En 1983, François Mitterrand a abandonné l’idée de rupture avec le capitalisme jusqu’à la dévoyer et ruiner les espoirs du peuple de gauche, laissant le champ libre voire encourageant le démagogue Le Pen. Aujourd’hui le PCF et les communistes, pour une gauche authentique, sont porteurs de cette rupture avec le capitalisme. C’est la chance de la France et de notre peuple. C’est bien la clef de voûte politique qui permettra d’offrir une alternative à une situation qui peut être terrible en cas d’élection de Nicolas Sarkozy. C’est la clef de voûte politique de notre existence comme parti politique, indépendant, autonome, avec son identité révolutionnaire en mariant le drapeau rouge et le drapeau bleu blanc rouge.

Tournons-nous du côté des dizaines de milliers de femmes et d’hommes qui ont quittés le PCF ces quinze dernières années et de ces millions de Français des milieux populaires écartés de la vie politique et sociale, de la vie politique et civique. Finissons-en avec Le Pen et le FN.

Beaucoup d’hommes et de femmes disent compter sur le parti communiste demain.
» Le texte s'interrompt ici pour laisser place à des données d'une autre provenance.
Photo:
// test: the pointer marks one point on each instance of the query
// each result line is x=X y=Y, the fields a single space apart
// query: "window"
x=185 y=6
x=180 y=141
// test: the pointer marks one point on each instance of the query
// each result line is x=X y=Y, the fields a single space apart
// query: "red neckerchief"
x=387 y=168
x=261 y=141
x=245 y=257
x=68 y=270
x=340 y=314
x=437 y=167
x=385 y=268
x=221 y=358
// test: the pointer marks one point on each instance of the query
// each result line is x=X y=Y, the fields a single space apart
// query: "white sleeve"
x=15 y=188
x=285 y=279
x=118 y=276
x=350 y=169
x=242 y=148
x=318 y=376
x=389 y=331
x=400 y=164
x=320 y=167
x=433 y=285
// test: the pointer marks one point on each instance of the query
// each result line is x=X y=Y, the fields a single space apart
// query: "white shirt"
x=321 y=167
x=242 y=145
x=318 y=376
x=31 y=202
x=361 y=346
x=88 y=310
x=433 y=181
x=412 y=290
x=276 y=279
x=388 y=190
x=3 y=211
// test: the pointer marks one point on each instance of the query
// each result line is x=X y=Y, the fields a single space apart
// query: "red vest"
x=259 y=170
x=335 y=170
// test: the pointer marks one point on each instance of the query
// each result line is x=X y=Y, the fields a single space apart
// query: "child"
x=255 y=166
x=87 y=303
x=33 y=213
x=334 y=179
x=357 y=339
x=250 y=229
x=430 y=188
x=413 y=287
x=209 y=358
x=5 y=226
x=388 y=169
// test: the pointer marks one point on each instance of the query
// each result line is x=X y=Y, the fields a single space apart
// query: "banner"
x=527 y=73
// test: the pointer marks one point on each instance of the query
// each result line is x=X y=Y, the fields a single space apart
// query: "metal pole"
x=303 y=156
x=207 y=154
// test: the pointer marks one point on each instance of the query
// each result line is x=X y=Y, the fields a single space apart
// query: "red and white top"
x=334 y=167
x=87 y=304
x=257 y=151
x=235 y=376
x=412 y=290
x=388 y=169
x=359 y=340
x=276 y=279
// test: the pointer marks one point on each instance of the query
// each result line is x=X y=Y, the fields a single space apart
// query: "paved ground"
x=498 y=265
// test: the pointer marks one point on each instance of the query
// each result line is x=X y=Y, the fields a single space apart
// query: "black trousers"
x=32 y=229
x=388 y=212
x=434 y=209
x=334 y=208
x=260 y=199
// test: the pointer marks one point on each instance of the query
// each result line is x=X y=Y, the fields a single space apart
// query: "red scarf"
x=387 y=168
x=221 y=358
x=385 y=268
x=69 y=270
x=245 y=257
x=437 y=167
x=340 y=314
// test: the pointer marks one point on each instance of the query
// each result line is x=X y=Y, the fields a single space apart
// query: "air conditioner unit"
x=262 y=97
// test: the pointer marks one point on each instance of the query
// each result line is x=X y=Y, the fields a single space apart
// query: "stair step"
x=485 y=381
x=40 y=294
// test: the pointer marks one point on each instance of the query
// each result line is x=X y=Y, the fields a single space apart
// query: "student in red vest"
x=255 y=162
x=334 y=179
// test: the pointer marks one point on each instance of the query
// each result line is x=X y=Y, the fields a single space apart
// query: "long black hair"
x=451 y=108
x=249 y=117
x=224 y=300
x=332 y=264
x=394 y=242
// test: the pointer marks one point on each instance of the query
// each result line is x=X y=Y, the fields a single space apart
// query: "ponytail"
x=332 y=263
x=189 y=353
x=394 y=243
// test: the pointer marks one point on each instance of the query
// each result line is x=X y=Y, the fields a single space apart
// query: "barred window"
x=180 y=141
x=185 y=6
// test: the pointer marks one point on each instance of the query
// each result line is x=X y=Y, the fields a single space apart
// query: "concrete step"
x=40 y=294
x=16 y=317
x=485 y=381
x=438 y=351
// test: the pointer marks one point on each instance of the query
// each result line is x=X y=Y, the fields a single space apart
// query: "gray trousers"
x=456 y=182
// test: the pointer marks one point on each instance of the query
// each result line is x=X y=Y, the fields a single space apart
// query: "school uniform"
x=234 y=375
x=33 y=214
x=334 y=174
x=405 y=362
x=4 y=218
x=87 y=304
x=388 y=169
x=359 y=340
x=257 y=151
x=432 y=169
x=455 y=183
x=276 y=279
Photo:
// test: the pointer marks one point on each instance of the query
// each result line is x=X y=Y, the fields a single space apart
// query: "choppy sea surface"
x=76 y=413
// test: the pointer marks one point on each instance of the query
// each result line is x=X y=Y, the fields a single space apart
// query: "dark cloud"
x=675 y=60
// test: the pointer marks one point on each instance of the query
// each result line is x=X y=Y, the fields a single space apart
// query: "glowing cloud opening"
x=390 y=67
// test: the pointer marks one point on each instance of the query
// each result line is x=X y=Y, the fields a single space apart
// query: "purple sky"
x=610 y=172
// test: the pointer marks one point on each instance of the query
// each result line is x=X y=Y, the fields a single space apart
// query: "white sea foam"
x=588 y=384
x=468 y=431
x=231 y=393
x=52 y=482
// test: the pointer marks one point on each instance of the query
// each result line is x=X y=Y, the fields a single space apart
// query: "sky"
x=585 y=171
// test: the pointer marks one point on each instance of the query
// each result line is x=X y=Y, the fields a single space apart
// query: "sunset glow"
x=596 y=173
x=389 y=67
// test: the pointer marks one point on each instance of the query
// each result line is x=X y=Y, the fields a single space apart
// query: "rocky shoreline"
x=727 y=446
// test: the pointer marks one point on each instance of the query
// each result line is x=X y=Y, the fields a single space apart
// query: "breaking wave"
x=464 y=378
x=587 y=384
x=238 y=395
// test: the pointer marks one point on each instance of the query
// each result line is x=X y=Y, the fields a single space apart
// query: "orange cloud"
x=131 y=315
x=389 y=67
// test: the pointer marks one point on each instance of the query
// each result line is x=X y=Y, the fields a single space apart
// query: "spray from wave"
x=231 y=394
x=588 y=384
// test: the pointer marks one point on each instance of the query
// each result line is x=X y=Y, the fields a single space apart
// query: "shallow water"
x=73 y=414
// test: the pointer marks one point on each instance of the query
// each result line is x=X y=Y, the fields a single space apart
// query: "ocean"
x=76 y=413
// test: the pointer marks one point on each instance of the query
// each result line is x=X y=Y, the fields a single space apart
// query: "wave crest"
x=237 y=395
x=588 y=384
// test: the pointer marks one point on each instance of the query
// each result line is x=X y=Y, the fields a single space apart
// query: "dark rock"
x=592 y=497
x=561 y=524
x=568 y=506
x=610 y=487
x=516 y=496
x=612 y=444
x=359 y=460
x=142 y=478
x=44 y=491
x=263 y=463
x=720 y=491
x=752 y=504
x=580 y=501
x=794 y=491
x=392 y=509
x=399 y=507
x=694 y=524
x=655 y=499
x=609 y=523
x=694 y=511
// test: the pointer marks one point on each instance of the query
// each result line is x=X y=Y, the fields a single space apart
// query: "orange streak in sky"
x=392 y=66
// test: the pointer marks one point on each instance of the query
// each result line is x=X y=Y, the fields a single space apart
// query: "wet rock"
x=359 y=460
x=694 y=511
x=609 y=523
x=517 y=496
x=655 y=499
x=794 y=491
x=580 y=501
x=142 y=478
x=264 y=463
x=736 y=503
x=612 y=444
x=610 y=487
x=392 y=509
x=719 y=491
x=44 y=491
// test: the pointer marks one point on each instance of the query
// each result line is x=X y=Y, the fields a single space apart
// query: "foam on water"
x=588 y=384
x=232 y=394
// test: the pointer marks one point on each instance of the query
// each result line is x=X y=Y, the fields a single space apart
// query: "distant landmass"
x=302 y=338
Décidons de présenter dans toutes les circonscriptions des candidats du PCF. Mobilisons toutes nos énergies pour avoir un groupe communiste à l’Assemblée nationale. Mettons en place un dispositif de campagne immédiatement avec les parlementaires, l’ANECR et les élus. Engageons une campagne politique tambours battants en rassemblant toute la famille communiste sans à-priori quels que soient l’attitude, le vote, y-compris les engagements de ces dernières semaines.

Dès la mi-juin, nous devons tirer toutes les leçons des mois que nous venons de vivre dans le cadre de la préparation d’un congrès extraordinaire, sous l’égide des adhérents du parti et non pas d’une direction qui a failli à tous ses devoirs.

Je rendrai publique cette lettre après le 22 avril, lors du prochain conseil national à Paris.

Reçois, Chère Marie-George, mes fraternelles salutations.